Likya Turu Programında İlk Durak Caretta-Caretta'lar
Likya turu en güzel yüzme molalarının verildiği yolculuğuna Dalyan'da başlıyor. Dalyan'a ulaşım, uçaklı Likya turu yapacaklar için İstanbul'dan havalanan Dalaman uçağının inişi ve ardından özel araçlarla sağlanıyor. Dalaman ve Ortaca güzergahında sizi Karia Uygarlığı’nın en önemli kentlerinden biri olan Kaunos Antik Kenti selamlıyor. Balık kapanlarıyla adını duyuran Dalyan Kasabası ise günün ilk tekne turu için başlangıç noktası. Kaunos Kral Kaya Mezarlarını görebileceğiniz tekne turu sizi önce İztuzu Plajı'na götürüyor.
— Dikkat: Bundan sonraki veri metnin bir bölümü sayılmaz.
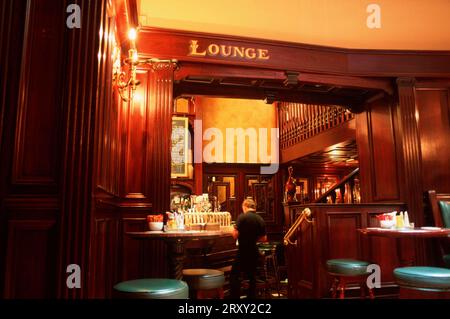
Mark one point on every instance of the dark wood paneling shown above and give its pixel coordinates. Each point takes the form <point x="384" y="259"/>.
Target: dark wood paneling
<point x="383" y="150"/>
<point x="37" y="142"/>
<point x="136" y="143"/>
<point x="132" y="259"/>
<point x="82" y="90"/>
<point x="410" y="142"/>
<point x="103" y="269"/>
<point x="434" y="129"/>
<point x="378" y="153"/>
<point x="159" y="101"/>
<point x="297" y="57"/>
<point x="31" y="259"/>
<point x="341" y="242"/>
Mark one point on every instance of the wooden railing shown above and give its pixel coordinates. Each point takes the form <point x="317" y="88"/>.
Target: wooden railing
<point x="299" y="122"/>
<point x="347" y="190"/>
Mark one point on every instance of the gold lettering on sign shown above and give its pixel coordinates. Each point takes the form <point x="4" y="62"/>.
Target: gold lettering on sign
<point x="227" y="51"/>
<point x="193" y="49"/>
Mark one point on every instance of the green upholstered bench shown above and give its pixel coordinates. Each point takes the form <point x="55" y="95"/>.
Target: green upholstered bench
<point x="202" y="282"/>
<point x="434" y="280"/>
<point x="344" y="271"/>
<point x="152" y="288"/>
<point x="447" y="261"/>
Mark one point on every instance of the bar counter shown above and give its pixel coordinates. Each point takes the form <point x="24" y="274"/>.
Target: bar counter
<point x="176" y="241"/>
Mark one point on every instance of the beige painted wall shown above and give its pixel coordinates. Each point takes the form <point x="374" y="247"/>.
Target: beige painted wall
<point x="221" y="114"/>
<point x="405" y="24"/>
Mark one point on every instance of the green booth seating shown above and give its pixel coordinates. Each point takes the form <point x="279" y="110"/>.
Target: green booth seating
<point x="153" y="288"/>
<point x="447" y="261"/>
<point x="344" y="271"/>
<point x="201" y="282"/>
<point x="423" y="278"/>
<point x="445" y="212"/>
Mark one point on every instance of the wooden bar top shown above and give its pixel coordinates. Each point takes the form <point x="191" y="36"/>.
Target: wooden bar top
<point x="192" y="234"/>
<point x="422" y="232"/>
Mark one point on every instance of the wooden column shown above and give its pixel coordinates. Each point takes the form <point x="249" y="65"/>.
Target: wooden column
<point x="80" y="102"/>
<point x="409" y="139"/>
<point x="410" y="142"/>
<point x="160" y="104"/>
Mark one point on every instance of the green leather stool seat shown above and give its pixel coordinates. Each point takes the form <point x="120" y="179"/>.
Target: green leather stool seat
<point x="423" y="277"/>
<point x="203" y="279"/>
<point x="153" y="288"/>
<point x="347" y="267"/>
<point x="447" y="261"/>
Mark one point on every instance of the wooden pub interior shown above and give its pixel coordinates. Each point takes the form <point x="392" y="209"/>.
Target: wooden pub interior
<point x="365" y="131"/>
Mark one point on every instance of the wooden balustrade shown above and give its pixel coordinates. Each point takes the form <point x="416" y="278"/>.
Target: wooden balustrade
<point x="299" y="122"/>
<point x="347" y="190"/>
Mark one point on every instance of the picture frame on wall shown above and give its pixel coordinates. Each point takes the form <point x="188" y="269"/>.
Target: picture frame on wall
<point x="180" y="147"/>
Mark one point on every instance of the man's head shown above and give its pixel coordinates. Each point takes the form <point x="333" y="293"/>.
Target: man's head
<point x="248" y="204"/>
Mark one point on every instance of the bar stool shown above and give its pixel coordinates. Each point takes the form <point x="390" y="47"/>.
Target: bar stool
<point x="153" y="288"/>
<point x="423" y="282"/>
<point x="204" y="283"/>
<point x="344" y="271"/>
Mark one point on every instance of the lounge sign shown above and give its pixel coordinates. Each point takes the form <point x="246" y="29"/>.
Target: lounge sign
<point x="227" y="51"/>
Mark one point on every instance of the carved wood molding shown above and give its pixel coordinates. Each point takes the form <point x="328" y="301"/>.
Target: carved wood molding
<point x="411" y="149"/>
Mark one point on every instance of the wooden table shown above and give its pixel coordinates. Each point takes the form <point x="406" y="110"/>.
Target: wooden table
<point x="422" y="232"/>
<point x="399" y="234"/>
<point x="175" y="241"/>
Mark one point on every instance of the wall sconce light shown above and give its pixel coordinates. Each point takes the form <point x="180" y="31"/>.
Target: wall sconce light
<point x="126" y="82"/>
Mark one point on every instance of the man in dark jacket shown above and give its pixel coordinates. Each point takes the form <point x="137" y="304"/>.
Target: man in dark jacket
<point x="249" y="229"/>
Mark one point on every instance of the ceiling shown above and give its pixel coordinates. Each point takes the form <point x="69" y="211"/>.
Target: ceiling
<point x="404" y="24"/>
<point x="344" y="154"/>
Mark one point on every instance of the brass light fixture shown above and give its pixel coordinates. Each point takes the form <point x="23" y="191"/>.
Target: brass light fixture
<point x="126" y="82"/>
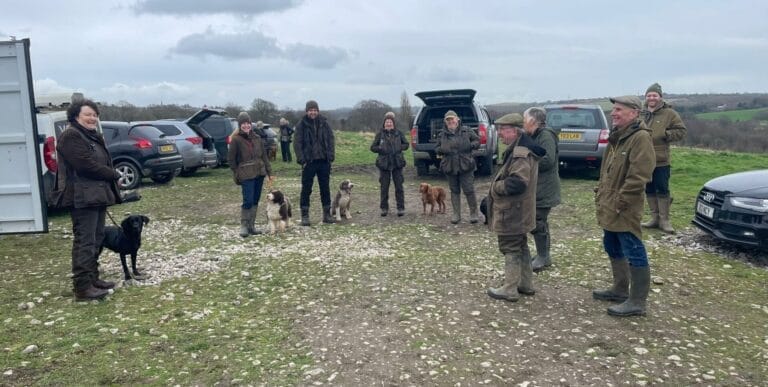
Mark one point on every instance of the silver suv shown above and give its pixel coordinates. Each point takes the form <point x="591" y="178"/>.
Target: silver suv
<point x="583" y="134"/>
<point x="195" y="145"/>
<point x="429" y="122"/>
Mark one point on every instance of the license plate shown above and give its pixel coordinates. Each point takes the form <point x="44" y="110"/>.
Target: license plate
<point x="705" y="210"/>
<point x="570" y="136"/>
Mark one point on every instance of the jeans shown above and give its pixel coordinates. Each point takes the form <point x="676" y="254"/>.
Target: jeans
<point x="88" y="233"/>
<point x="659" y="184"/>
<point x="321" y="169"/>
<point x="251" y="189"/>
<point x="285" y="148"/>
<point x="396" y="175"/>
<point x="620" y="245"/>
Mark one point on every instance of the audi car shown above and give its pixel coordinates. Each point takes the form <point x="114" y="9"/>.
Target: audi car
<point x="734" y="208"/>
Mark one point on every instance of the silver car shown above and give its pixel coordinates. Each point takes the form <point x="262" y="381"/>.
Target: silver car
<point x="583" y="134"/>
<point x="195" y="145"/>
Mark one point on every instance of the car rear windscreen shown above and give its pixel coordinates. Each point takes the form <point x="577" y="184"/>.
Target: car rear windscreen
<point x="558" y="118"/>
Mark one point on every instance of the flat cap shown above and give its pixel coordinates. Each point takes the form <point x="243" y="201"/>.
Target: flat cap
<point x="513" y="119"/>
<point x="629" y="101"/>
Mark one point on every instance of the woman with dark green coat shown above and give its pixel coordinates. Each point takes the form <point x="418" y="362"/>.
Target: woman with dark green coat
<point x="454" y="147"/>
<point x="390" y="143"/>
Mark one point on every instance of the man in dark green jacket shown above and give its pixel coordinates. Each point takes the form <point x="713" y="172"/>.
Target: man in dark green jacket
<point x="512" y="207"/>
<point x="315" y="149"/>
<point x="548" y="185"/>
<point x="666" y="127"/>
<point x="627" y="166"/>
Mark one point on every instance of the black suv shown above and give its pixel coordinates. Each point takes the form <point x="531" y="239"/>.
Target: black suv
<point x="140" y="151"/>
<point x="583" y="134"/>
<point x="429" y="122"/>
<point x="734" y="208"/>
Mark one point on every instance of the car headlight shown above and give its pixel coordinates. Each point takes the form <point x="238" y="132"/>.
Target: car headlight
<point x="759" y="205"/>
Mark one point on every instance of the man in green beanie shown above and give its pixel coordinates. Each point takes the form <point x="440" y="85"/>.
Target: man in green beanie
<point x="666" y="127"/>
<point x="512" y="207"/>
<point x="627" y="166"/>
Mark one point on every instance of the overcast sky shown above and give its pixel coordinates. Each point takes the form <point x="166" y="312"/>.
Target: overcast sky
<point x="340" y="52"/>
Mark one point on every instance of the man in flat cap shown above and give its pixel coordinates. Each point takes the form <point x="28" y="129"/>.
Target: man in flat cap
<point x="666" y="127"/>
<point x="315" y="149"/>
<point x="512" y="207"/>
<point x="627" y="166"/>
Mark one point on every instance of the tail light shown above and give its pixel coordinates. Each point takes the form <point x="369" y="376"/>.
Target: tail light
<point x="603" y="137"/>
<point x="142" y="143"/>
<point x="195" y="140"/>
<point x="49" y="154"/>
<point x="482" y="131"/>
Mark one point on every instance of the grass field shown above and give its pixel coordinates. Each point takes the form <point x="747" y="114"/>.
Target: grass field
<point x="373" y="300"/>
<point x="733" y="115"/>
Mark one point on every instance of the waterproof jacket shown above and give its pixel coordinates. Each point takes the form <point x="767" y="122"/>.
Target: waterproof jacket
<point x="512" y="196"/>
<point x="666" y="126"/>
<point x="313" y="140"/>
<point x="456" y="148"/>
<point x="85" y="171"/>
<point x="548" y="185"/>
<point x="389" y="144"/>
<point x="285" y="133"/>
<point x="627" y="166"/>
<point x="247" y="157"/>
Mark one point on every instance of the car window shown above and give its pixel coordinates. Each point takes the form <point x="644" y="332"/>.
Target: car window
<point x="168" y="130"/>
<point x="146" y="131"/>
<point x="573" y="118"/>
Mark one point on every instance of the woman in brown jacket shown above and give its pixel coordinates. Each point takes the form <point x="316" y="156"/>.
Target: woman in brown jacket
<point x="89" y="182"/>
<point x="250" y="163"/>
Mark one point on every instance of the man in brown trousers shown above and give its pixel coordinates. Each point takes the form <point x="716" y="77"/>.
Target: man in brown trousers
<point x="512" y="207"/>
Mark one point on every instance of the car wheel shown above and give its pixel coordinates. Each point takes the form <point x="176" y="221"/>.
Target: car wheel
<point x="131" y="176"/>
<point x="188" y="172"/>
<point x="163" y="179"/>
<point x="422" y="168"/>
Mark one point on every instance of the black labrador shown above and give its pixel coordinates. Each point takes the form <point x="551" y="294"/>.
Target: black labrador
<point x="125" y="240"/>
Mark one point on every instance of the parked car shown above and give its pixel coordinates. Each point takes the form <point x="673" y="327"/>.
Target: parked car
<point x="429" y="122"/>
<point x="734" y="208"/>
<point x="583" y="134"/>
<point x="220" y="128"/>
<point x="140" y="151"/>
<point x="195" y="145"/>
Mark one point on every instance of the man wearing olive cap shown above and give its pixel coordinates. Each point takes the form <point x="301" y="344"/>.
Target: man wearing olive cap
<point x="666" y="127"/>
<point x="512" y="207"/>
<point x="627" y="166"/>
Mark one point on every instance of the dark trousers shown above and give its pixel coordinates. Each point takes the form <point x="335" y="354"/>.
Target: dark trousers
<point x="462" y="182"/>
<point x="514" y="244"/>
<point x="659" y="184"/>
<point x="620" y="245"/>
<point x="251" y="190"/>
<point x="88" y="233"/>
<point x="396" y="175"/>
<point x="321" y="169"/>
<point x="542" y="224"/>
<point x="285" y="148"/>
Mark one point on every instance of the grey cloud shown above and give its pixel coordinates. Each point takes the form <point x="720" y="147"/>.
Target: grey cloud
<point x="448" y="74"/>
<point x="231" y="46"/>
<point x="205" y="7"/>
<point x="315" y="56"/>
<point x="255" y="44"/>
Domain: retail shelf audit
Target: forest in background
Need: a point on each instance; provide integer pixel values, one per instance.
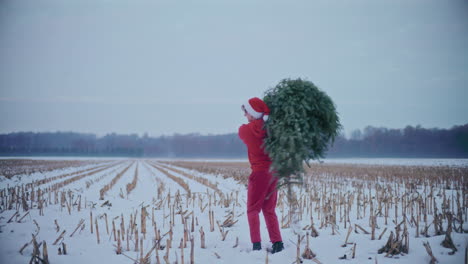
(410, 142)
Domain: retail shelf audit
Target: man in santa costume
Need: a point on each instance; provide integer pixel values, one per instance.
(262, 194)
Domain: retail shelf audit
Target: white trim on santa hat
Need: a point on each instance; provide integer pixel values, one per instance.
(251, 111)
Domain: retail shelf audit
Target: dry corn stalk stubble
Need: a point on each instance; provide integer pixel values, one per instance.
(371, 199)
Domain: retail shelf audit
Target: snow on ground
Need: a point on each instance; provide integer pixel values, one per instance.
(83, 246)
(402, 161)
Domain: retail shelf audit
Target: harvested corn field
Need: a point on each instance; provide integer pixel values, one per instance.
(152, 211)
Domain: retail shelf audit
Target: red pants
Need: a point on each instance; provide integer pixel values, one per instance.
(262, 196)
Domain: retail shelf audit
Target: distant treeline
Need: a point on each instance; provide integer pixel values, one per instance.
(370, 142)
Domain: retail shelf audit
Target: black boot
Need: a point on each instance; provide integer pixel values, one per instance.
(257, 246)
(277, 247)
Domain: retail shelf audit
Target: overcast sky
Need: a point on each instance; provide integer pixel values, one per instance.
(165, 67)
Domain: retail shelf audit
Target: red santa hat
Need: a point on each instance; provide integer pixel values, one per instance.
(257, 108)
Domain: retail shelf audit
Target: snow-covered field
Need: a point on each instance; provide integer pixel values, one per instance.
(179, 200)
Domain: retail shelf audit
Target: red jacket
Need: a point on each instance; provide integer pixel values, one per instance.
(253, 135)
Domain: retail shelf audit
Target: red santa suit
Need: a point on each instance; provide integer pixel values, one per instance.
(262, 194)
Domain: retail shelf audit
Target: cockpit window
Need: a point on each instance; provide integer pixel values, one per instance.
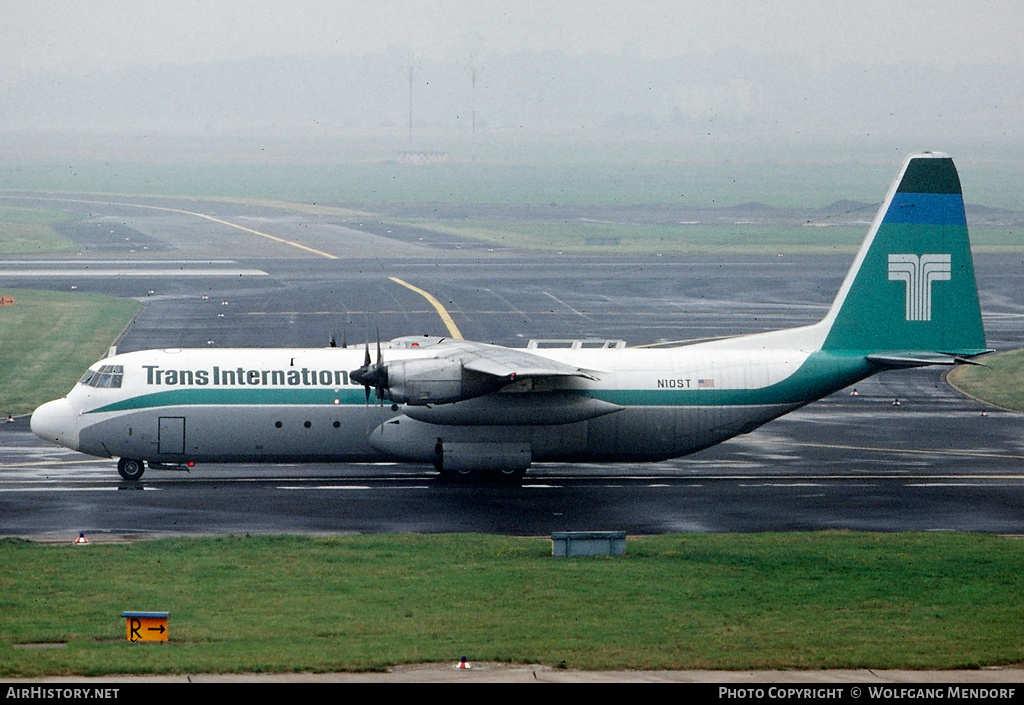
(107, 377)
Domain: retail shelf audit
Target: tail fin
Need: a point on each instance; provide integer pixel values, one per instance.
(910, 295)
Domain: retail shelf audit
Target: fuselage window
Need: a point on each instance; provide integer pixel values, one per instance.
(107, 377)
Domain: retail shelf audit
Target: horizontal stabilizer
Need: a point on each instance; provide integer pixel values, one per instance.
(901, 359)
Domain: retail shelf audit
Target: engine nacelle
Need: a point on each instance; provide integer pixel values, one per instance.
(436, 380)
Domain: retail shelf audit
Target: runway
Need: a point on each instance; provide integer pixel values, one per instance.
(858, 462)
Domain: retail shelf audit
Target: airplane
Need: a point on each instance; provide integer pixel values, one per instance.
(478, 411)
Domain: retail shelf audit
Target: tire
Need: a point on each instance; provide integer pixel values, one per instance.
(513, 477)
(131, 469)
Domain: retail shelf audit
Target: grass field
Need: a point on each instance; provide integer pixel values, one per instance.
(246, 604)
(47, 340)
(998, 380)
(30, 231)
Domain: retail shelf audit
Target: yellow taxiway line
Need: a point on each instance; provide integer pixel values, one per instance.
(445, 317)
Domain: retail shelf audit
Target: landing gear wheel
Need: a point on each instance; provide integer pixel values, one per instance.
(511, 475)
(461, 475)
(131, 468)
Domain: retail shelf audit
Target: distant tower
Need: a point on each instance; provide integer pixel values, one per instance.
(410, 73)
(473, 73)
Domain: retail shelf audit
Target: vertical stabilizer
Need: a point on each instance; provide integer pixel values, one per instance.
(911, 287)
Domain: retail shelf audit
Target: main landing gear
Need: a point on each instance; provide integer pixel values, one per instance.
(498, 477)
(130, 468)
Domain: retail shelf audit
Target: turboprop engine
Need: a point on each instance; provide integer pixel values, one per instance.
(424, 381)
(420, 382)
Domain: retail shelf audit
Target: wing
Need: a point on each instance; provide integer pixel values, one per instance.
(509, 363)
(456, 370)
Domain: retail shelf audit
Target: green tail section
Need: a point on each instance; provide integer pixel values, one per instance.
(911, 290)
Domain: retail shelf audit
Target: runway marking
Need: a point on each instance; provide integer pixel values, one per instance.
(250, 230)
(166, 209)
(906, 451)
(445, 318)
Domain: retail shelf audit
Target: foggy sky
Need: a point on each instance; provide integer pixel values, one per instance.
(854, 70)
(47, 36)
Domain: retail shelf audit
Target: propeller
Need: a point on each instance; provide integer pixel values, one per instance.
(372, 375)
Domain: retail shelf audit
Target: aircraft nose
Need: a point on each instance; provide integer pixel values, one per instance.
(56, 422)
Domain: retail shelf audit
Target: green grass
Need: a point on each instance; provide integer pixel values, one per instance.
(998, 380)
(30, 231)
(356, 603)
(48, 339)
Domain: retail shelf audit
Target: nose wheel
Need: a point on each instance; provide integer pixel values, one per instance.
(129, 468)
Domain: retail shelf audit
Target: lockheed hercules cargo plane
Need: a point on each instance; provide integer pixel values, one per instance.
(473, 409)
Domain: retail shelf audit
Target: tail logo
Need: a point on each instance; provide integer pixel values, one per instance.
(918, 274)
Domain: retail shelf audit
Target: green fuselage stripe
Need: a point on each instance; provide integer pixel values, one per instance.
(821, 374)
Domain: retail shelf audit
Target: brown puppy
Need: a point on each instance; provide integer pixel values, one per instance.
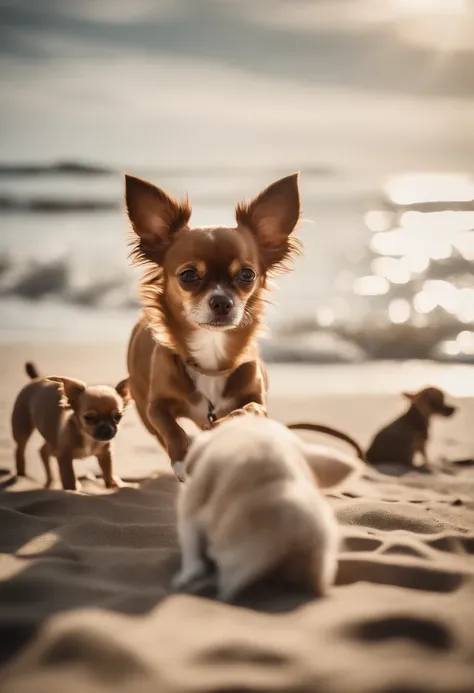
(75, 420)
(399, 441)
(194, 354)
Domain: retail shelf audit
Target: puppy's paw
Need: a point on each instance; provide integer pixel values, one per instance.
(178, 469)
(116, 482)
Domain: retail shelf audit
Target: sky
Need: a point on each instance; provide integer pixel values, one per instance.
(360, 85)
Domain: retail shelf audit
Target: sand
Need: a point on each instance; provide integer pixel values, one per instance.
(85, 600)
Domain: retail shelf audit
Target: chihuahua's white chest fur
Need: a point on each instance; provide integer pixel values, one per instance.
(209, 350)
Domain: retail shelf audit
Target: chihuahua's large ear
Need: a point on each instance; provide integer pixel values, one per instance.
(155, 217)
(329, 466)
(123, 389)
(272, 217)
(72, 388)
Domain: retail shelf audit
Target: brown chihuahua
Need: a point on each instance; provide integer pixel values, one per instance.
(75, 420)
(193, 354)
(399, 441)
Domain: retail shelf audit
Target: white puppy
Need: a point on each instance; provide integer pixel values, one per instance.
(251, 503)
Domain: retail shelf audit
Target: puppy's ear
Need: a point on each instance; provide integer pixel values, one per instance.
(72, 388)
(330, 467)
(123, 389)
(272, 217)
(155, 217)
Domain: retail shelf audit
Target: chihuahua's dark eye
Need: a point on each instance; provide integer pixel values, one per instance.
(188, 276)
(246, 275)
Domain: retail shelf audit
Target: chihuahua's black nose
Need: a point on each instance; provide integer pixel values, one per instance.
(104, 432)
(221, 305)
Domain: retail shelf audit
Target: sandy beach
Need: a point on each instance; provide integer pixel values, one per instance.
(85, 578)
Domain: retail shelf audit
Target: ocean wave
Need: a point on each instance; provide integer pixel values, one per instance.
(75, 168)
(79, 168)
(57, 204)
(36, 281)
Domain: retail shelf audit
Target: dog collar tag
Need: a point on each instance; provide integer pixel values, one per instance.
(211, 414)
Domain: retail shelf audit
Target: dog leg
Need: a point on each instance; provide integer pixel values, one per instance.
(250, 408)
(105, 463)
(45, 455)
(66, 471)
(20, 457)
(168, 430)
(193, 562)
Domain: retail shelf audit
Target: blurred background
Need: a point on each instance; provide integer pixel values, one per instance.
(372, 100)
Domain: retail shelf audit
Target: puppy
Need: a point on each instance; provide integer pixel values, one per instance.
(193, 354)
(252, 504)
(400, 440)
(75, 420)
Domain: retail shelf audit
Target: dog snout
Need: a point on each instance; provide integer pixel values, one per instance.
(221, 305)
(104, 432)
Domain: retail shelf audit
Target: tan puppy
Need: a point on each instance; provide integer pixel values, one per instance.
(399, 441)
(252, 504)
(75, 420)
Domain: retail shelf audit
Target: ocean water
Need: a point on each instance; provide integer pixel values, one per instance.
(64, 268)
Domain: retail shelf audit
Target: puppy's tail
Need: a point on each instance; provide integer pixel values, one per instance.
(31, 370)
(319, 428)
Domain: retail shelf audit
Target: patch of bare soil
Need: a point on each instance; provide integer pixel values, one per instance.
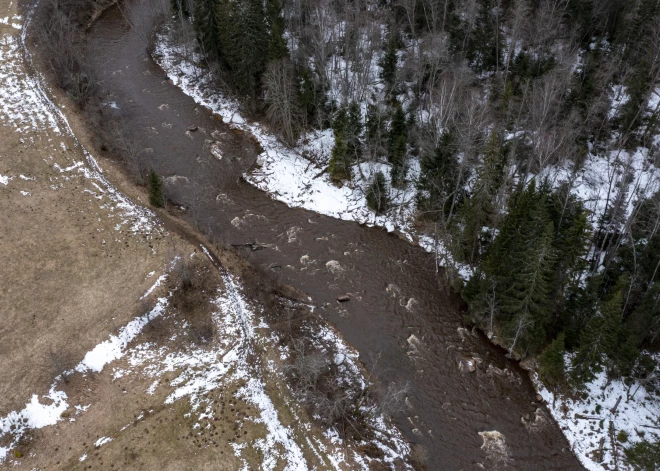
(78, 261)
(72, 264)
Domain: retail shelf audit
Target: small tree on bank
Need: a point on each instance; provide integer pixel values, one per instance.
(155, 187)
(377, 199)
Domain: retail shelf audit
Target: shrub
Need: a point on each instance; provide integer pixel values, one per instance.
(155, 190)
(643, 455)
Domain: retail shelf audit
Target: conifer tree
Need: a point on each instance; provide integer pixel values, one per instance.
(180, 7)
(478, 210)
(340, 161)
(551, 362)
(529, 287)
(388, 65)
(599, 339)
(277, 48)
(438, 176)
(244, 40)
(377, 199)
(397, 146)
(207, 27)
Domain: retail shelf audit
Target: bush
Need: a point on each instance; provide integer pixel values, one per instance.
(643, 455)
(155, 190)
(59, 34)
(377, 199)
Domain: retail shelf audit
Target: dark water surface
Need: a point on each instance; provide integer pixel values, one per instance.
(395, 292)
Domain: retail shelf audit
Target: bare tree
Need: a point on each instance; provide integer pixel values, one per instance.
(284, 112)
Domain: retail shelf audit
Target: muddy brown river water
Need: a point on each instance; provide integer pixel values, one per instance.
(402, 320)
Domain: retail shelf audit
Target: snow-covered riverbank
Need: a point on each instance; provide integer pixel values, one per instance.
(608, 417)
(295, 177)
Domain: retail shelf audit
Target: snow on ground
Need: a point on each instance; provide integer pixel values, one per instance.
(585, 422)
(201, 370)
(39, 413)
(297, 181)
(26, 106)
(284, 172)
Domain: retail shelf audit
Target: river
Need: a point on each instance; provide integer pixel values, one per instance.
(401, 318)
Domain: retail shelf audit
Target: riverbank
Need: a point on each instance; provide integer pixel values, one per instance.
(150, 369)
(299, 181)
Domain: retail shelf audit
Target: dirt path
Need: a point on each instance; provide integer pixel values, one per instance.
(82, 266)
(75, 256)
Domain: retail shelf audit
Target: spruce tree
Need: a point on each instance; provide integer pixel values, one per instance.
(155, 188)
(377, 199)
(180, 7)
(397, 146)
(277, 48)
(599, 339)
(551, 362)
(340, 160)
(479, 209)
(207, 28)
(388, 65)
(529, 287)
(244, 40)
(439, 171)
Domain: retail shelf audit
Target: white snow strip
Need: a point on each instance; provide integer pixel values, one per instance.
(585, 422)
(102, 441)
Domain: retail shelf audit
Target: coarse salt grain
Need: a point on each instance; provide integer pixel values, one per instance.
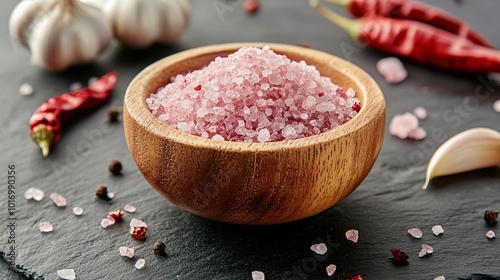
(129, 208)
(420, 113)
(402, 125)
(258, 275)
(67, 274)
(496, 106)
(59, 200)
(415, 232)
(126, 252)
(319, 249)
(140, 263)
(78, 211)
(352, 235)
(34, 193)
(254, 95)
(437, 230)
(25, 89)
(330, 269)
(46, 227)
(392, 69)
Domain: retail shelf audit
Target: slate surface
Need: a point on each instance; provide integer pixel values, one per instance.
(384, 206)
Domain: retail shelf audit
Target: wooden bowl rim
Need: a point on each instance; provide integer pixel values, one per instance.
(373, 101)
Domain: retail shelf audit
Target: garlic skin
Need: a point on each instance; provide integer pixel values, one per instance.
(141, 23)
(60, 33)
(469, 150)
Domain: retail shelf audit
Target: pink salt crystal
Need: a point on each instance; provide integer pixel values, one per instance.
(78, 211)
(46, 227)
(331, 269)
(352, 235)
(34, 193)
(496, 106)
(417, 134)
(437, 230)
(107, 222)
(58, 199)
(140, 263)
(420, 113)
(402, 125)
(137, 223)
(129, 208)
(275, 98)
(258, 275)
(319, 249)
(392, 70)
(126, 252)
(490, 234)
(67, 274)
(415, 232)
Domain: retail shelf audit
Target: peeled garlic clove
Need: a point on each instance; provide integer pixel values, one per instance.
(469, 150)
Caretta-Caretta Kaplumbağaları'nın en ünlü üreme alanı olan plajda verilen yüzme molası, bu zamana kadar yaptığınız tatillerden farklı bir maceranın içinde olduğunuzu hissettiriyor. İztuzu'nun berrak denizindeki yüzme molasının ardından rota Göcek'e çevriliyor. Fethiye Körfezi'ndeki bu saklı cennet, gezginleri sıcakkanlı belde halkıyla buluşturuyor. Göcek’te marinaların güzelliği ile tarihi yapıların eşlik ettiği sahilde bir yürüyüş yapabilirsiniz. Göcek'ten sonra Likya turu, en güzel fotoğraf karelerini yakalayabileceğiniz Katrancı Koyu ile devam ediyor. Ünlü Likya Yolu'nda bir yürüyüş öncesi dinlenme zamanı geldiğinde, bölgenin taze deniz mahsullerinin ve yerel lezzetlerinin tadına varabileceğiniz akşam yemeği ile Likya turu ilk gününü tamamlıyor.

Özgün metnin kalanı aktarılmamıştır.